The decision whether to grant leave to amend the pleadings is within the sound discretion of the trial court. However, we will not hesitate to overturn the trial court’s determination where there has been a manifest abuse of discretion. (Deasey v. City of Chicago (1952), 412 Ill. 151, 156.) Here, the trial court proceeded under the erroneous belief that section 2 — 622 requires dismissal with prejudice.

Because the trial court acted under the misapprehension that it did not have discretion, the cause is remanded for further consideration consistent with the views expressed in this opinion.

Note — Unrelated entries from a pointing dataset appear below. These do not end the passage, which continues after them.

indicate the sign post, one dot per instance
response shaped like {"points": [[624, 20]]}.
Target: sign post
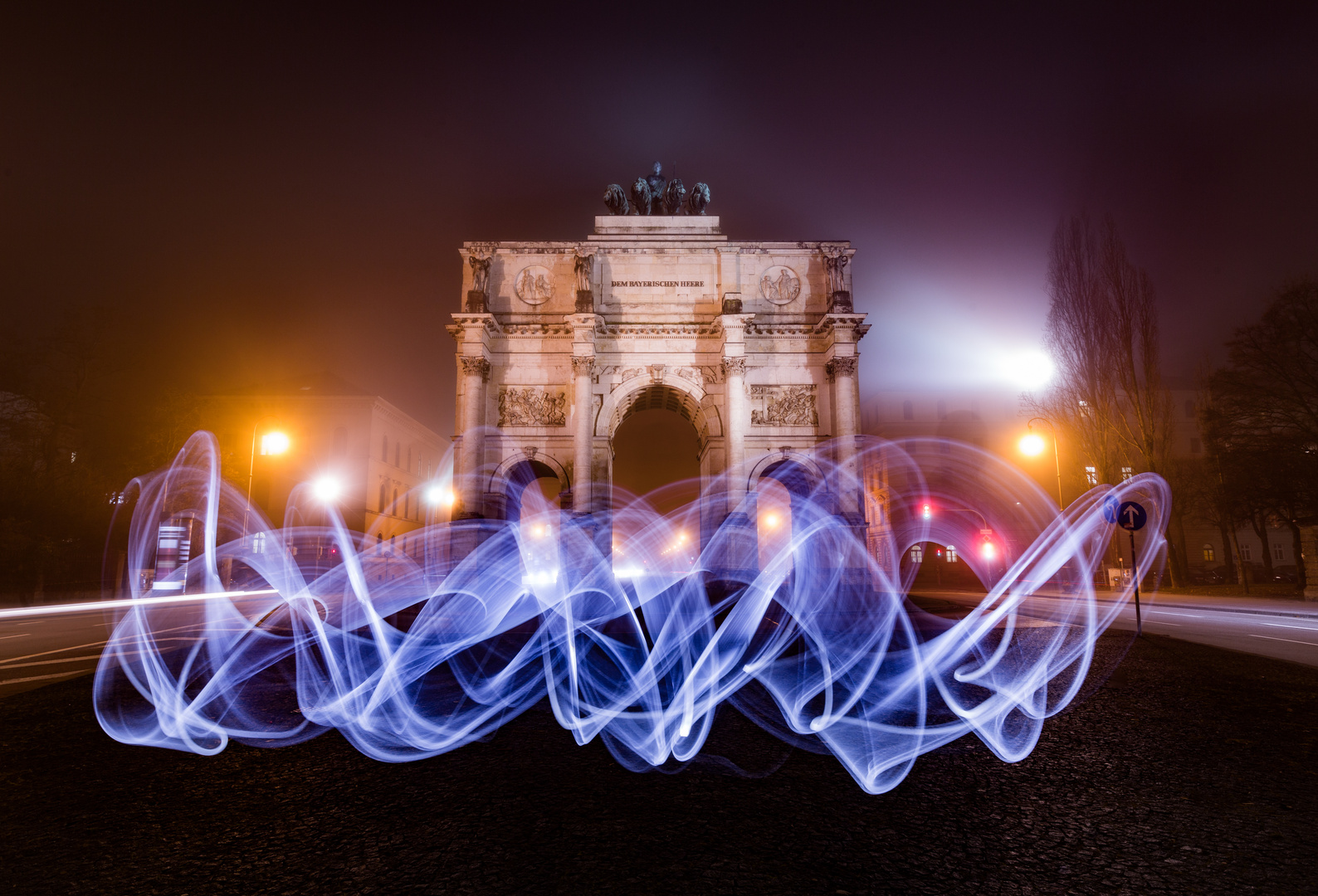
{"points": [[1131, 517]]}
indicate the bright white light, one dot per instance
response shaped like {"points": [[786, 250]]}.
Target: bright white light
{"points": [[327, 488], [441, 495], [1030, 369], [275, 443]]}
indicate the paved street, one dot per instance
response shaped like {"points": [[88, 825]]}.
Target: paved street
{"points": [[1273, 627], [1190, 770]]}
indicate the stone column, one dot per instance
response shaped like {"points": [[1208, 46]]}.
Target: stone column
{"points": [[476, 372], [735, 423], [583, 439], [841, 373], [583, 407]]}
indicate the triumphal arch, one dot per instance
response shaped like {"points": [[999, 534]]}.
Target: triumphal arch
{"points": [[558, 343]]}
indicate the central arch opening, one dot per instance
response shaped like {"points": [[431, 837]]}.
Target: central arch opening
{"points": [[657, 446]]}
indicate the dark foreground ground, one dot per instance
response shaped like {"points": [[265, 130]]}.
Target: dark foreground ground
{"points": [[1192, 770]]}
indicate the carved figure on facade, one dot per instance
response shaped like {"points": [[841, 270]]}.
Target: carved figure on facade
{"points": [[534, 285], [834, 260], [616, 201], [735, 367], [584, 268], [480, 262], [654, 194], [841, 367], [475, 364], [784, 406], [531, 406], [780, 285]]}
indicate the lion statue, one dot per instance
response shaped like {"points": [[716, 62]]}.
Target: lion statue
{"points": [[674, 197], [699, 198], [616, 201], [641, 197]]}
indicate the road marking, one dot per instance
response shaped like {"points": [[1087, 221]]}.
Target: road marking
{"points": [[42, 678], [1306, 643], [70, 659]]}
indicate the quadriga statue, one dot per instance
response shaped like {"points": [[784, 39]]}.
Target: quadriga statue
{"points": [[654, 194], [616, 201], [674, 198], [641, 197], [699, 199]]}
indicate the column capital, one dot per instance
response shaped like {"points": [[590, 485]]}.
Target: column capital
{"points": [[475, 364], [735, 365], [841, 367]]}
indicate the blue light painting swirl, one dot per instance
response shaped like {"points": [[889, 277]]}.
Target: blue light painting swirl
{"points": [[633, 625]]}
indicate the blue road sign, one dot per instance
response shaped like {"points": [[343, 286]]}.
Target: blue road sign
{"points": [[1131, 517]]}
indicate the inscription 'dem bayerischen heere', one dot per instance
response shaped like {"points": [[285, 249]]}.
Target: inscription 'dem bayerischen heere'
{"points": [[678, 284]]}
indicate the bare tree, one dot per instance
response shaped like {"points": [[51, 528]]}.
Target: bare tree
{"points": [[1103, 336]]}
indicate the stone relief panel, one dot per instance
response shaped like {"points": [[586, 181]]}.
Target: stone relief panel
{"points": [[783, 406], [531, 406], [779, 285], [534, 285]]}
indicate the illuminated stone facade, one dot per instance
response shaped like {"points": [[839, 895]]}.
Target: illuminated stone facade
{"points": [[558, 343]]}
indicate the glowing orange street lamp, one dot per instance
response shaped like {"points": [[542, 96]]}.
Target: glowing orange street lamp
{"points": [[1032, 446], [271, 443]]}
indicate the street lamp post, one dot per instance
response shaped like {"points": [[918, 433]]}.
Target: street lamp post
{"points": [[1057, 465], [273, 447]]}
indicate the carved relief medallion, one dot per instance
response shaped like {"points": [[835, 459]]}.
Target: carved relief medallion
{"points": [[531, 406], [783, 406], [779, 285], [534, 285]]}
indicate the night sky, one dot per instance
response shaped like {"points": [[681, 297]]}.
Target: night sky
{"points": [[261, 195]]}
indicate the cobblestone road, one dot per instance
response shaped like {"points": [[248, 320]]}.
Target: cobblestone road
{"points": [[1192, 770]]}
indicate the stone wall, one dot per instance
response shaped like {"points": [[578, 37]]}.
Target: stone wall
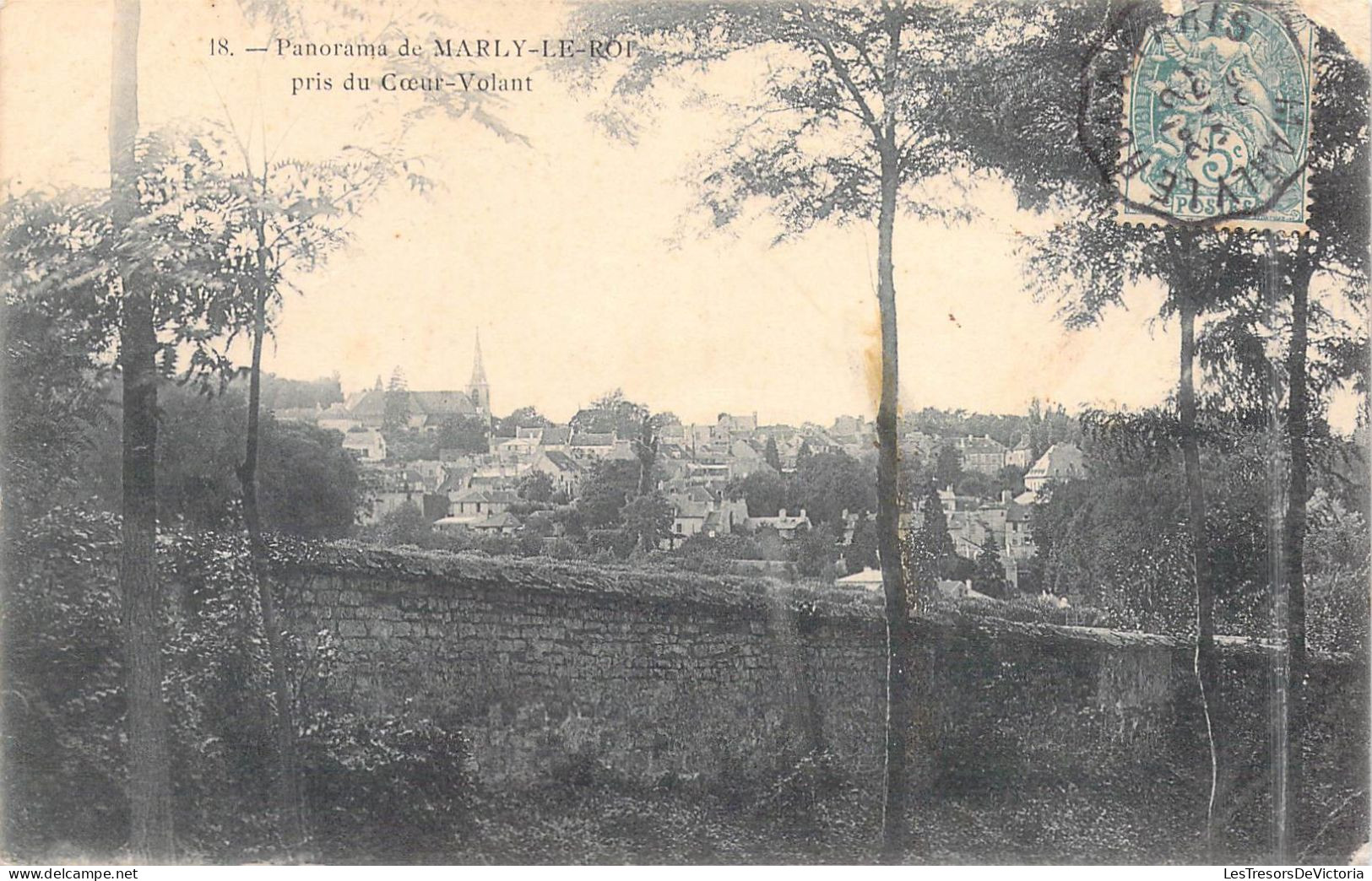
{"points": [[550, 663]]}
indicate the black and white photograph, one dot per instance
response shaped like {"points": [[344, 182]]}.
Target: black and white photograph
{"points": [[685, 433]]}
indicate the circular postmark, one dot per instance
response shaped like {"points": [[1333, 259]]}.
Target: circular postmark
{"points": [[1214, 116]]}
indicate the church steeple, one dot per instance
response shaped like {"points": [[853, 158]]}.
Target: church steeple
{"points": [[479, 390]]}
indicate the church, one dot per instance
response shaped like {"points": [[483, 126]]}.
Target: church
{"points": [[427, 409]]}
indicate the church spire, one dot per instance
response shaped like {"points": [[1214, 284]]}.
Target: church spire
{"points": [[479, 390], [478, 370]]}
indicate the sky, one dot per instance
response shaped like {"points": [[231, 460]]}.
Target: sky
{"points": [[567, 254]]}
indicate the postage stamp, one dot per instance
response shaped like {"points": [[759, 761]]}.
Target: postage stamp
{"points": [[1217, 120]]}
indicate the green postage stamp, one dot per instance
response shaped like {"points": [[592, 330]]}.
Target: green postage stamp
{"points": [[1217, 111]]}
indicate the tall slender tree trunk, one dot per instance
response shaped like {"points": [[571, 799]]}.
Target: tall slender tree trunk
{"points": [[899, 630], [285, 785], [149, 758], [1277, 478], [1293, 550], [1205, 663]]}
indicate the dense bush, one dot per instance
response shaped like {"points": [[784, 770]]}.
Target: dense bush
{"points": [[393, 788], [388, 784]]}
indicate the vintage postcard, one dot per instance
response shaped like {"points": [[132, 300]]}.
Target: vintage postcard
{"points": [[615, 431]]}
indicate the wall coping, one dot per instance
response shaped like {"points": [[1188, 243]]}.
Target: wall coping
{"points": [[753, 593]]}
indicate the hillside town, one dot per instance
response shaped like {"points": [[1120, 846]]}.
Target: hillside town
{"points": [[443, 457]]}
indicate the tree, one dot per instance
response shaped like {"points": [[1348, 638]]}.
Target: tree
{"points": [[309, 484], [404, 526], [537, 488], [772, 455], [648, 516], [523, 418], [764, 491], [605, 491], [645, 451], [862, 550], [467, 434], [816, 549], [610, 413], [1087, 261], [397, 403], [928, 550], [149, 765], [827, 484], [990, 576], [849, 120], [57, 335], [948, 466]]}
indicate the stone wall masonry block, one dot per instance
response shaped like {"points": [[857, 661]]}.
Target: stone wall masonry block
{"points": [[651, 674]]}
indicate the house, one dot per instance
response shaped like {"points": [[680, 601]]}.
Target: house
{"points": [[424, 409], [386, 490], [474, 504], [563, 469], [556, 438], [1018, 539], [746, 457], [866, 580], [497, 477], [1062, 462], [728, 427], [1022, 455], [518, 449], [497, 525], [697, 511], [851, 427], [981, 453], [970, 528], [366, 445], [592, 446], [785, 525]]}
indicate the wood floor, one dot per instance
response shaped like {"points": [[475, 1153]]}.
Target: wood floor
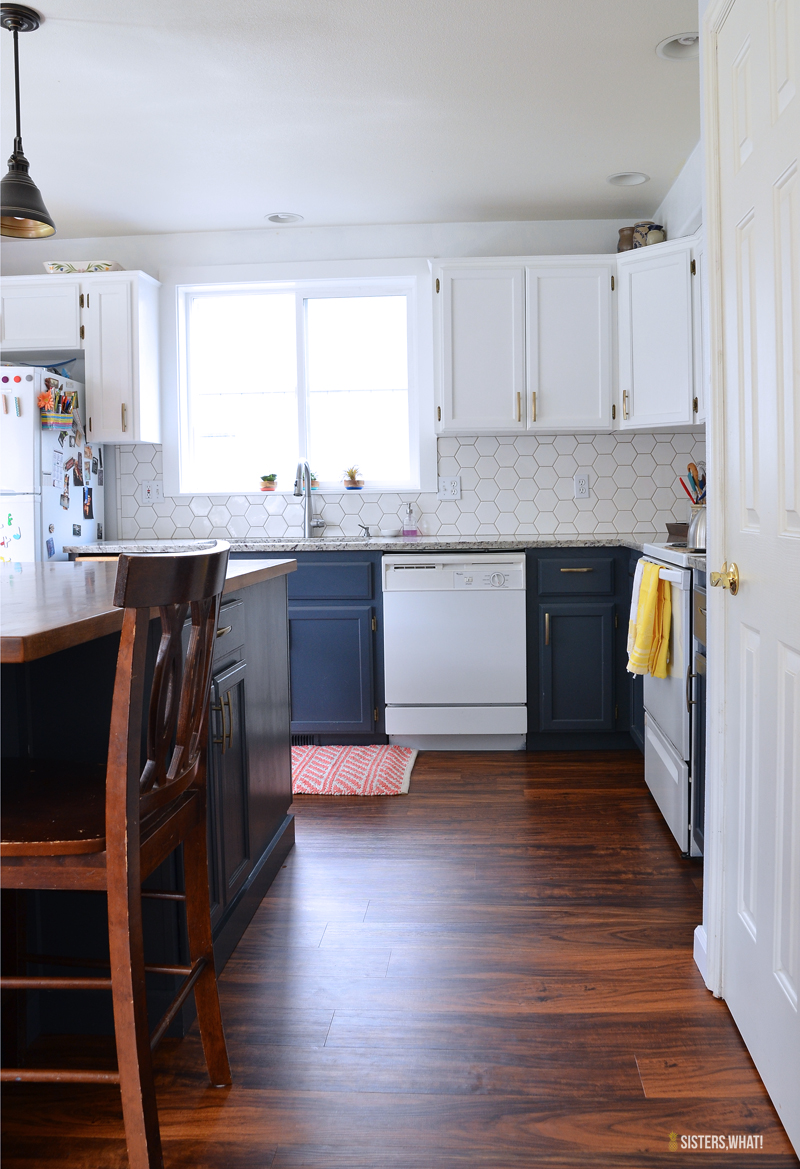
{"points": [[494, 972]]}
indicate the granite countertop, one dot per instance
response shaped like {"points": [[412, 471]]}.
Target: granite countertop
{"points": [[378, 544]]}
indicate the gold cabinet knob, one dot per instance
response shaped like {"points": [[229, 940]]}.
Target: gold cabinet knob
{"points": [[726, 578]]}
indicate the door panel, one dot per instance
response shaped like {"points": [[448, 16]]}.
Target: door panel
{"points": [[332, 687], [753, 783], [45, 316], [482, 350], [230, 781], [577, 666], [569, 347]]}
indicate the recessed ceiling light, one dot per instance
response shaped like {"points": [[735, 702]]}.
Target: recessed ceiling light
{"points": [[627, 179], [680, 47]]}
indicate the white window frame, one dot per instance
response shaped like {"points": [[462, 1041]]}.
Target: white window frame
{"points": [[405, 277]]}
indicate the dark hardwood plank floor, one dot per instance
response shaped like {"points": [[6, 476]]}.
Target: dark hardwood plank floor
{"points": [[494, 972]]}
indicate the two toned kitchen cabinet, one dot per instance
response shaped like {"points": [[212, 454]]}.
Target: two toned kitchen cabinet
{"points": [[571, 344], [109, 317]]}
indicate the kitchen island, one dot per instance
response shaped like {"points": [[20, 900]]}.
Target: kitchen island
{"points": [[59, 649]]}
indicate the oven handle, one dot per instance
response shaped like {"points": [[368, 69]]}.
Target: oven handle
{"points": [[690, 701]]}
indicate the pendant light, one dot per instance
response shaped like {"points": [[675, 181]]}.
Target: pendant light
{"points": [[22, 212]]}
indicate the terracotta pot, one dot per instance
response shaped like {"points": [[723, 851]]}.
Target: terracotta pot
{"points": [[626, 239]]}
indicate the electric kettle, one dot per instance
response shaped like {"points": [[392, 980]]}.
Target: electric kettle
{"points": [[696, 534]]}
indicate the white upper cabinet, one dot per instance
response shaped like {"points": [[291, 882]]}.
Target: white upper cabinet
{"points": [[702, 346], [481, 348], [40, 312], [112, 317], [569, 344], [655, 336]]}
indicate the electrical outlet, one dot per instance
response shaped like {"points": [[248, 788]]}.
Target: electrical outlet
{"points": [[450, 488], [152, 491]]}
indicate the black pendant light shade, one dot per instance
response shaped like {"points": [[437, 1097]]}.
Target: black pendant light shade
{"points": [[22, 211]]}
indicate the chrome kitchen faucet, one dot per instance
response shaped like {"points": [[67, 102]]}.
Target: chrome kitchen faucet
{"points": [[303, 488]]}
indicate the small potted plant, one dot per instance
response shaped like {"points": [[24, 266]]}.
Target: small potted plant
{"points": [[351, 481]]}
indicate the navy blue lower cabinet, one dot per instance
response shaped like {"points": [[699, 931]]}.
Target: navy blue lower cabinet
{"points": [[332, 687], [577, 665]]}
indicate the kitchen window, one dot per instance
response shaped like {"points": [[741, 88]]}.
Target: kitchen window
{"points": [[276, 372]]}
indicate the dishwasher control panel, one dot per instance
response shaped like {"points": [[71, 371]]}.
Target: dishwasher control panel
{"points": [[481, 579], [454, 573]]}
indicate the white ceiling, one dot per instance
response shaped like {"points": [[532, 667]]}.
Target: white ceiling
{"points": [[191, 115]]}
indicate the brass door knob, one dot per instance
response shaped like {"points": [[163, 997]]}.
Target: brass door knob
{"points": [[726, 578]]}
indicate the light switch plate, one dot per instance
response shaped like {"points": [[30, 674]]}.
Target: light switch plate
{"points": [[152, 491], [449, 488]]}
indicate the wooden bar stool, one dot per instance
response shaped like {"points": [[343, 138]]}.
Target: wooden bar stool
{"points": [[70, 827]]}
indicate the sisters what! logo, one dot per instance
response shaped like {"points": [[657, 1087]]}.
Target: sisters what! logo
{"points": [[731, 1142]]}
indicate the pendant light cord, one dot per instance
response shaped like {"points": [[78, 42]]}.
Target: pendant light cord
{"points": [[18, 144]]}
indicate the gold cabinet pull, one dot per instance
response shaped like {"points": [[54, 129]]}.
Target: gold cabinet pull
{"points": [[726, 578], [226, 701], [220, 710]]}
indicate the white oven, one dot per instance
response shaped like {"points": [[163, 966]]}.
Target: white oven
{"points": [[668, 704]]}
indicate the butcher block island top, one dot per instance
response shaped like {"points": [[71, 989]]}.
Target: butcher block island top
{"points": [[50, 607]]}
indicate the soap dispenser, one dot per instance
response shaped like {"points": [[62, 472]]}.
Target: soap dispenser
{"points": [[409, 525]]}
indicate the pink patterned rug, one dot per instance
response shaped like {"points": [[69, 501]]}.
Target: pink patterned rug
{"points": [[376, 770]]}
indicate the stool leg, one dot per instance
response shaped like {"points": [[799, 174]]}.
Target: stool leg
{"points": [[130, 1019], [198, 920]]}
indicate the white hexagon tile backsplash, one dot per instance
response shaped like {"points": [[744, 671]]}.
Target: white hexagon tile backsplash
{"points": [[521, 485]]}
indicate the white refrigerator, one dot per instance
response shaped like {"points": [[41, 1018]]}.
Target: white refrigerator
{"points": [[50, 476]]}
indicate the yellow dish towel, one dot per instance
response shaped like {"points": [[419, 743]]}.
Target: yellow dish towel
{"points": [[648, 643]]}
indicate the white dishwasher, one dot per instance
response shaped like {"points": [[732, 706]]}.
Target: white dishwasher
{"points": [[454, 650]]}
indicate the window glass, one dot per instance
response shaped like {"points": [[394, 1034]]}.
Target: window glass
{"points": [[252, 408], [242, 392], [357, 354]]}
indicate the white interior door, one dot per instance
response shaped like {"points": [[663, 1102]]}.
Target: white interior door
{"points": [[752, 60]]}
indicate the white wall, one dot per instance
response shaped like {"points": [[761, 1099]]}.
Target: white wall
{"points": [[682, 208], [152, 253]]}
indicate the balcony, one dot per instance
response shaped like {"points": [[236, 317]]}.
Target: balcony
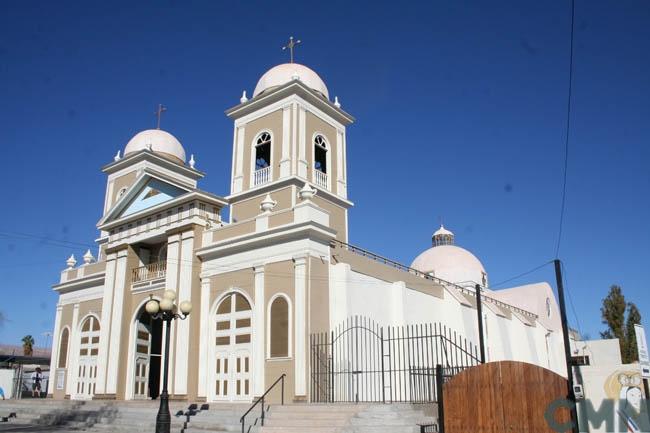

Order vacated; cause remanded.

JUSTICE SIMON took no part in the consideration or decision of this case.

JUSTICE MILLER,

specially concurring:

I agree with the majority that dismissal with prejudice should not be the inevitable consequence of every failure to file the certificate required by section 2 — 622 of the Code of Civil Procedure (Ill. Rev. Stat. 1985, ch. 110, par. 2 — 622). But in reaching that result I would not rely, as the majority does, on the discussion concerning amendments to pleadings that appears in the legislative history of section 2 — 622.

Under section 2 — 622(g), the failure to file the required certificate “shall be grounds for dismissal under Section 2 — 619.” (Ill. Rev. Stat. 1985, ch. 110, par. 2— *195622(g).) Section 2 — 619(a) of the Code of Civil Procedure provides, “Defendant may, within the time for pleading, file a motion for dismissal of the action or for other appropriate relief upon any of the following grounds.” (Ill. Rev. Stat. 1985, ch. 110, par. 2 — 619(a).) Construing identical language in the statutory predecessor of section 2 — 619, section 48 of the Civil Practice Act (Ill. Rev. Stat. 1977, ch. 110, par. 48), the court in A. E. Staley Manufacturing Co. v. Swift & Co. (1980), 84 Ill. 2d 245, 252, said, “The reference *** to ‘other appropriate relief makes it obvious that dismissal is not mandated or the only form of relief afforded by that statute, as the circuit court seemingly presumed.” I would hold here that the reference in section 2 — 622(g) to “dismissal under Section 2 — 619” incorporates the provision for “other appropriate relief.” In light of Staley, then, the trial judge in this case was not automatically required to dismiss the action with prejudice for plaintiffs failure to submit the certificate required by section 2 — 622.

JUSTICE RYAN joins in this special concurrence.